Es könnte so schön sein: Einsteigen an Gleis 3 im Schleswiger Bahnhof, und eineinhalb Stunden später ist man im Hamburger Hauptbahnhof - ohne weiteren Stopp und ohne das Gedränge, das man im Regionalexpress oft nach dem Halt in Elmshorn hat. Oder Aussteigen an Gleis 3 nach einem verlängerten Wochenende in Kopenhagen und einer Direktfahrt ohne Umsteigen aus der dänischen Metropole nach Schleswig. Ganz abgesehen von den dänischen Touristen, die so Haithabu und Danewerk, Dom und Gottorf leicht und direkt per Bahn erreichen könnten.

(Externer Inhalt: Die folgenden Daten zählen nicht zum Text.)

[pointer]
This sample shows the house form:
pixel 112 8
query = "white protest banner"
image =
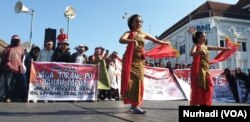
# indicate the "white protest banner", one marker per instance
pixel 62 81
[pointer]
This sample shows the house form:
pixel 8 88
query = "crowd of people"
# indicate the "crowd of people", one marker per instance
pixel 16 66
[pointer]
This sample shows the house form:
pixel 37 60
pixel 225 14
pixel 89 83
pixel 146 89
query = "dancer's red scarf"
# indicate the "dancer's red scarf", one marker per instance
pixel 126 65
pixel 223 55
pixel 161 51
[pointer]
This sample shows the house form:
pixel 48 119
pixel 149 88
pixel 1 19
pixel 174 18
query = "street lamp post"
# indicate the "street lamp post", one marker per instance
pixel 19 7
pixel 69 14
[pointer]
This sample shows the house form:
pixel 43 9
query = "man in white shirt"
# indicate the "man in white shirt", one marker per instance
pixel 46 54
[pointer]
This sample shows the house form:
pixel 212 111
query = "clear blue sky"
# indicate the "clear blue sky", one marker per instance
pixel 97 22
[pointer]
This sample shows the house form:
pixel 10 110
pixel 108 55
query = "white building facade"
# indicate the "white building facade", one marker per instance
pixel 216 29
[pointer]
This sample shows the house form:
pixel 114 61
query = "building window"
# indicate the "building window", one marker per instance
pixel 243 47
pixel 182 49
pixel 222 43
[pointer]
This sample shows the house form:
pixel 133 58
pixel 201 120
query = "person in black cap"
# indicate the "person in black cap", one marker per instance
pixel 12 71
pixel 79 56
pixel 62 54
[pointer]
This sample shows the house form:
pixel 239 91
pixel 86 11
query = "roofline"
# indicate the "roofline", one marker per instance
pixel 204 14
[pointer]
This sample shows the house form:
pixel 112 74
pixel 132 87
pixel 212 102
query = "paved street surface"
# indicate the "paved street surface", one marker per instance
pixel 105 111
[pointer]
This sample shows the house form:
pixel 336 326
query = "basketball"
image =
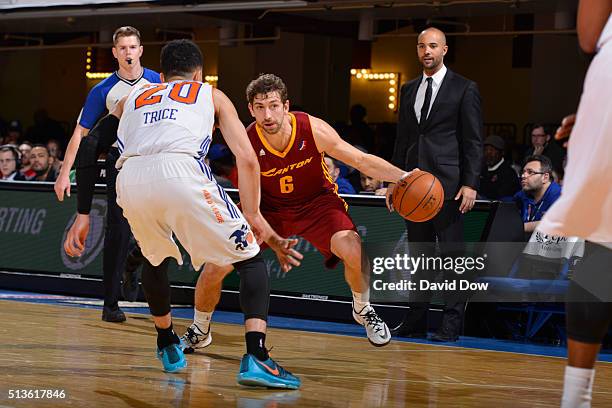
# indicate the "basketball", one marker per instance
pixel 418 197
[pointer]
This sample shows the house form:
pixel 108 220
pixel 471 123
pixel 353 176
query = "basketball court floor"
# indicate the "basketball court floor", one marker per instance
pixel 60 344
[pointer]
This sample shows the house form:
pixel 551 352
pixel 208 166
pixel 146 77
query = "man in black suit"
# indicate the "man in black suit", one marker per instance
pixel 439 131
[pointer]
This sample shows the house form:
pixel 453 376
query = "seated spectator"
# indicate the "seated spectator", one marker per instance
pixel 538 191
pixel 344 187
pixel 369 185
pixel 542 144
pixel 9 162
pixel 26 165
pixel 42 164
pixel 14 133
pixel 499 181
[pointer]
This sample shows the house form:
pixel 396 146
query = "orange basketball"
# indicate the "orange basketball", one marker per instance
pixel 418 197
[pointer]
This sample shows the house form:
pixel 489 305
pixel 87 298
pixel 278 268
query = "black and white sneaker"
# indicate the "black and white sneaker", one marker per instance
pixel 195 338
pixel 377 331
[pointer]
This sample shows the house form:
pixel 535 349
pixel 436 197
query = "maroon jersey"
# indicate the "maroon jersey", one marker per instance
pixel 296 176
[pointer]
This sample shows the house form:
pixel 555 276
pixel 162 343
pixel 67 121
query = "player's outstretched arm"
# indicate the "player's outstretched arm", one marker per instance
pixel 62 184
pixel 328 141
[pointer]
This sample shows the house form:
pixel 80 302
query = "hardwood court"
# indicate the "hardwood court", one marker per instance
pixel 101 364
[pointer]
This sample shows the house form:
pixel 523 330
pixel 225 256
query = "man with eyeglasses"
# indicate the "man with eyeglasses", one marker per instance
pixel 538 191
pixel 542 144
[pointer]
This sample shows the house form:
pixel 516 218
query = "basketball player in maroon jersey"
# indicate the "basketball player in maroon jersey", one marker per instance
pixel 300 198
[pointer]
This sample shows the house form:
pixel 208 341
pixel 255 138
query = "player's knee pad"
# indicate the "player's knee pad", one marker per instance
pixel 254 288
pixel 156 287
pixel 588 310
pixel 587 317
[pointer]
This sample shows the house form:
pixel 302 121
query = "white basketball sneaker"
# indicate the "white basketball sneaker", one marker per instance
pixel 377 330
pixel 195 338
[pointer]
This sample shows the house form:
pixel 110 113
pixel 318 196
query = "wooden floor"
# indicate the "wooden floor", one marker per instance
pixel 100 364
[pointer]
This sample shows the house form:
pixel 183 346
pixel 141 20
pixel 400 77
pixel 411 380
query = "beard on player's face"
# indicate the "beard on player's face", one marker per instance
pixel 272 126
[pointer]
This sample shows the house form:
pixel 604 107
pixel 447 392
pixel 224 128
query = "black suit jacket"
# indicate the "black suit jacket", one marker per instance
pixel 449 143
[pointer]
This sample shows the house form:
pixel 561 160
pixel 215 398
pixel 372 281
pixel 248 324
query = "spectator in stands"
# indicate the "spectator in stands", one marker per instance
pixel 499 181
pixel 45 128
pixel 542 144
pixel 26 165
pixel 538 191
pixel 42 163
pixel 344 187
pixel 359 132
pixel 369 185
pixel 14 133
pixel 9 162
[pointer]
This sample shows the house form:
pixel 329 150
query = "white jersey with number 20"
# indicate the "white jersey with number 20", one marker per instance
pixel 175 117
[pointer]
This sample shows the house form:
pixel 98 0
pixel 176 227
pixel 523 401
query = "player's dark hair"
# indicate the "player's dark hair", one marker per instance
pixel 14 150
pixel 125 31
pixel 180 58
pixel 264 84
pixel 539 125
pixel 545 164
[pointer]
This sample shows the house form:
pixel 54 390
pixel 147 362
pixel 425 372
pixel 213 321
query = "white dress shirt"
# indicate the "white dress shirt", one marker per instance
pixel 438 77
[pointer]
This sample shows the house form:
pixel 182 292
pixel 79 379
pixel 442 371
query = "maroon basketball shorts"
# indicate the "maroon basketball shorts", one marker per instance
pixel 316 221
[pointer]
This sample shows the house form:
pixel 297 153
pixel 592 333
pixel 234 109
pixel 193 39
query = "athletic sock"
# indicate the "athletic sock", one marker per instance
pixel 577 387
pixel 361 300
pixel 166 337
pixel 256 345
pixel 202 319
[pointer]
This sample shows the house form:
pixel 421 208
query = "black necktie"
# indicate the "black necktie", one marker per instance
pixel 425 107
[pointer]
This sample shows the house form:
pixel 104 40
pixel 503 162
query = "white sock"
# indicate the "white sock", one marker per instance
pixel 577 387
pixel 361 300
pixel 202 319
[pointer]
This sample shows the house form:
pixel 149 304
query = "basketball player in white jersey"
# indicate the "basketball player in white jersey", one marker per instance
pixel 585 207
pixel 166 190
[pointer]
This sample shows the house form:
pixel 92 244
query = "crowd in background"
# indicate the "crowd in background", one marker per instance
pixel 533 182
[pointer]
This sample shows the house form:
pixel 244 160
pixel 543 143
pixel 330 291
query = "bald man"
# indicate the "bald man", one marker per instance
pixel 440 131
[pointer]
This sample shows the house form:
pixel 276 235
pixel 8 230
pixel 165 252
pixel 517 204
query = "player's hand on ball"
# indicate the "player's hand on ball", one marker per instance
pixel 389 196
pixel 287 256
pixel 391 189
pixel 74 245
pixel 62 184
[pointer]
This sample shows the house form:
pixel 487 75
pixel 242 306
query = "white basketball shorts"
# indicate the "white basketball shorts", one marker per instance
pixel 175 194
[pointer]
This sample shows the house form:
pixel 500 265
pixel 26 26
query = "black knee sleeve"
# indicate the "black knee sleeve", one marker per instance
pixel 254 288
pixel 156 287
pixel 589 307
pixel 587 318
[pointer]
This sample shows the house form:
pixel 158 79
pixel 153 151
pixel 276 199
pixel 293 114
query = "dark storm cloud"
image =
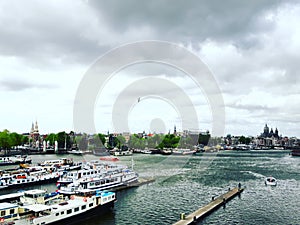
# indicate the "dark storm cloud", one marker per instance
pixel 77 31
pixel 191 20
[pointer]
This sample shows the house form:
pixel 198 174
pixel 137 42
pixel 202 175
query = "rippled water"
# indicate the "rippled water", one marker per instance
pixel 185 183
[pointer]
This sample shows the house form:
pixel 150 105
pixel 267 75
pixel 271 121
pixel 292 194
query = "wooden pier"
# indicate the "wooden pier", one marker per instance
pixel 140 182
pixel 196 216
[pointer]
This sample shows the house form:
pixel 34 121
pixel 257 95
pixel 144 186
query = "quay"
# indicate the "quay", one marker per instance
pixel 140 182
pixel 201 213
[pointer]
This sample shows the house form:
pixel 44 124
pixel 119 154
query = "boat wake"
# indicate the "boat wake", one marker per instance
pixel 258 175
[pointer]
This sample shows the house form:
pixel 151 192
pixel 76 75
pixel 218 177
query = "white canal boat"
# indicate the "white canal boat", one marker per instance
pixel 270 181
pixel 60 210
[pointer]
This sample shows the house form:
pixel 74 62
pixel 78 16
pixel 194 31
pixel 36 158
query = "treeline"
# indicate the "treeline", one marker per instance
pixel 8 139
pixel 85 141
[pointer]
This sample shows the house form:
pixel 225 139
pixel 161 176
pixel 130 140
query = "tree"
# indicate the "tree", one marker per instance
pixel 169 141
pixel 63 140
pixel 82 142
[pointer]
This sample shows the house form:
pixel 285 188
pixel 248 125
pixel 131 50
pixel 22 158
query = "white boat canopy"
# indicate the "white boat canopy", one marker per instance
pixel 37 207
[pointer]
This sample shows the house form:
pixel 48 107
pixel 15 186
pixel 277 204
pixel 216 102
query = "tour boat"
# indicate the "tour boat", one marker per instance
pixel 14 160
pixel 110 177
pixel 59 210
pixel 21 178
pixel 121 153
pixel 109 158
pixel 295 151
pixel 271 181
pixel 182 151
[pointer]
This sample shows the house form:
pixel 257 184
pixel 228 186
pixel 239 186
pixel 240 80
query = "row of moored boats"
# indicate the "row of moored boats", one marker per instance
pixel 82 191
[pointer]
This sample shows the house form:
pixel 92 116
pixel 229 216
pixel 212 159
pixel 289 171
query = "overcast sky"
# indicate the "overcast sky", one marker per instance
pixel 252 48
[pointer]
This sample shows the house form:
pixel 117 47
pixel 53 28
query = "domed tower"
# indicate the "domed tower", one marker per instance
pixel 35 132
pixel 276 133
pixel 271 132
pixel 266 131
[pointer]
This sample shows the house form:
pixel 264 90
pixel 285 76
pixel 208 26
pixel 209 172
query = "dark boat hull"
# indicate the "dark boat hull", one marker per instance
pixel 295 151
pixel 15 186
pixel 99 210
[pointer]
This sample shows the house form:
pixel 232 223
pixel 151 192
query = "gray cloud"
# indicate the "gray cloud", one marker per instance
pixel 21 85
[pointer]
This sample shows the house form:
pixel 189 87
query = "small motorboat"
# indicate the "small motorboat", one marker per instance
pixel 271 181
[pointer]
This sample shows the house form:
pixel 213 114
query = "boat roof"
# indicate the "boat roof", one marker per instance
pixel 37 207
pixel 6 205
pixel 35 191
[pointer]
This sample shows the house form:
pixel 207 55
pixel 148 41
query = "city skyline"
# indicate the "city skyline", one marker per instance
pixel 251 49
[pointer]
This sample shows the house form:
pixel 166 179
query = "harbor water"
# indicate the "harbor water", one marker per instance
pixel 185 183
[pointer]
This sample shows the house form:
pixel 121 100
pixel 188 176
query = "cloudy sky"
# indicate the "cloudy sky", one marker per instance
pixel 252 49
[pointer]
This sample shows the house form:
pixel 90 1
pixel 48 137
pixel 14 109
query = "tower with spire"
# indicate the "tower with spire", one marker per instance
pixel 34 133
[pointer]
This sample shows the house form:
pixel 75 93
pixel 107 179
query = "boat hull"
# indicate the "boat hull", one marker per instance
pixel 99 210
pixel 15 186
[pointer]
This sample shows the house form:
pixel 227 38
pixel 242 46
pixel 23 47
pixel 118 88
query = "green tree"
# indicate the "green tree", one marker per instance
pixel 63 140
pixel 82 142
pixel 169 141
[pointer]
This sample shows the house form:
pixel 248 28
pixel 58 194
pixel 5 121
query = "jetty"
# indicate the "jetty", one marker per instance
pixel 215 203
pixel 140 182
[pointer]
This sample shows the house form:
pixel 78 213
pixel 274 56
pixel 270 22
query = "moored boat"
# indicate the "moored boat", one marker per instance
pixel 271 181
pixel 183 152
pixel 295 151
pixel 109 158
pixel 105 178
pixel 60 210
pixel 29 176
pixel 14 160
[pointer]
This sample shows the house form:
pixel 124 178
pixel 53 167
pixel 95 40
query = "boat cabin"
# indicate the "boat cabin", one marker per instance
pixel 8 212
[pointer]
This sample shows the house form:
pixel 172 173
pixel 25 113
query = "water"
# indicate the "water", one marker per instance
pixel 185 183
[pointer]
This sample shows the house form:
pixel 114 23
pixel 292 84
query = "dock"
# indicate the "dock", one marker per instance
pixel 215 203
pixel 140 182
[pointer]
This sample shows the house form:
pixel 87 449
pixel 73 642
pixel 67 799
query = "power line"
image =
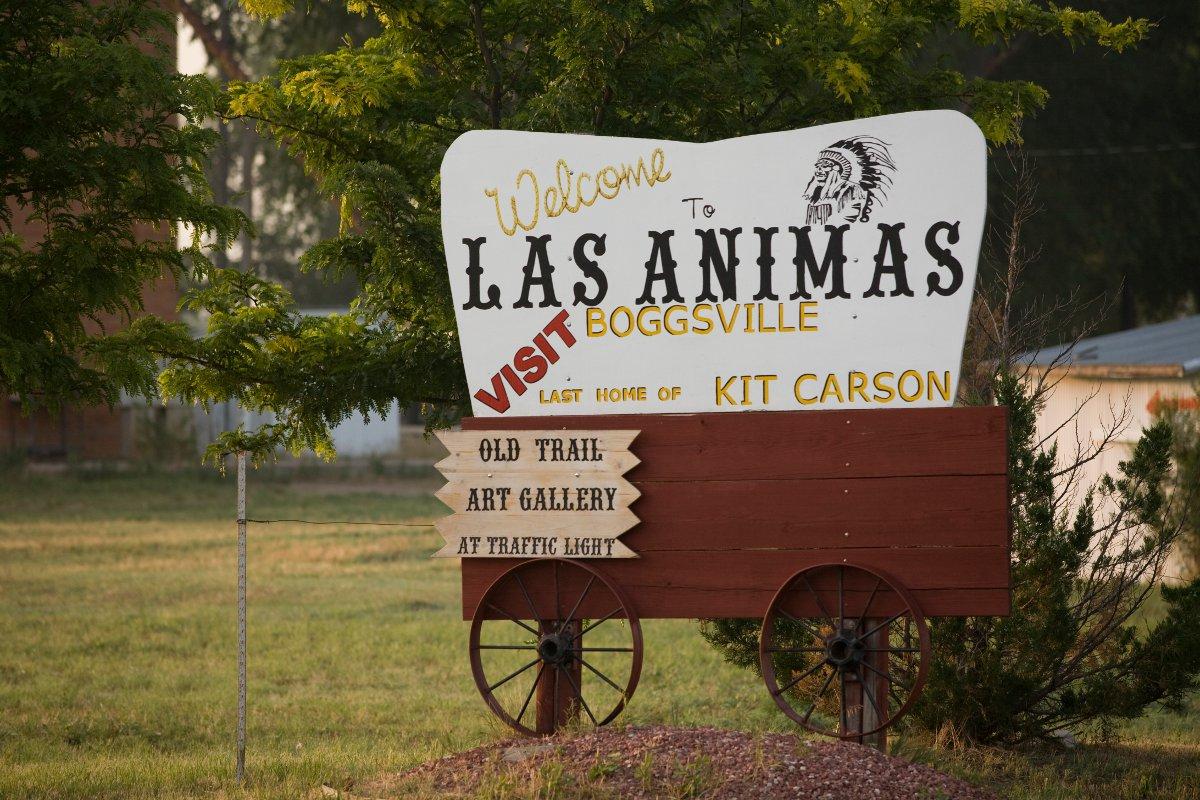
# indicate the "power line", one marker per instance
pixel 1110 150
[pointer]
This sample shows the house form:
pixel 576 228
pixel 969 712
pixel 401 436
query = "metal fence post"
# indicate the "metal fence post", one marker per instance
pixel 241 617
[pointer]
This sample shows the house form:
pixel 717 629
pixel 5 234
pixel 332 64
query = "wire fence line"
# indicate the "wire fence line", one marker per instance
pixel 343 522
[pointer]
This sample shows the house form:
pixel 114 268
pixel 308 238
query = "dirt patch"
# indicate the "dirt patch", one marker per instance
pixel 659 762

Weiterlesen: Freie Bahn nach Kopenhagen – doch die Rückreise bleibt kompliziert

Geht aber nicht. Weit über ein Jahr schon fährt der grenzüberschreitende IC Hamburg - Kopenhagen wegen Bauarbeiten auf der Insel Falster nicht mehr über die Vogelfluglinie, sondern über die Jütland-Route und damit auch durch Schleswig-Holstein. Nach langen Überlegungen und Verhandlungen hatte sich die Bahn dazu durchgerungen, den Zug mindestens einmal in Schleswig-Holstein halten zu lassen, und das sogar in Schleswig. Seit einigen Monaten hält der bullig wirkende dänische Intercity dreimal am Tag auf Gleis 1 Richtung Norden und Gleis 3 Richtung Süden.

Fahrgäste können aber nur an Gleis 1 ein- oder aussteigen. An Gleis 3 gibt es nur einen Betriebshalt, jedoch keinen Verkehrshalt. Aussteigen dürfen hier nur Bundespolizisten, die auf der Fahrt von der Grenze bis Schleswig Fahrgäste kontrolliert haben. Eingestiegen sind sie in Flensburg-Weiche, wo es aber schon seit Jahren keinen offiziellen Bahnhalt mehr gibt. Dieser Stopp quasi auf freiem Feld kostet aber Zeit – und die fehlt der Bahn für einen Verkehrshalt in Schleswig, der mehr Zeit kostet als der ultrakurze Betriebshalt.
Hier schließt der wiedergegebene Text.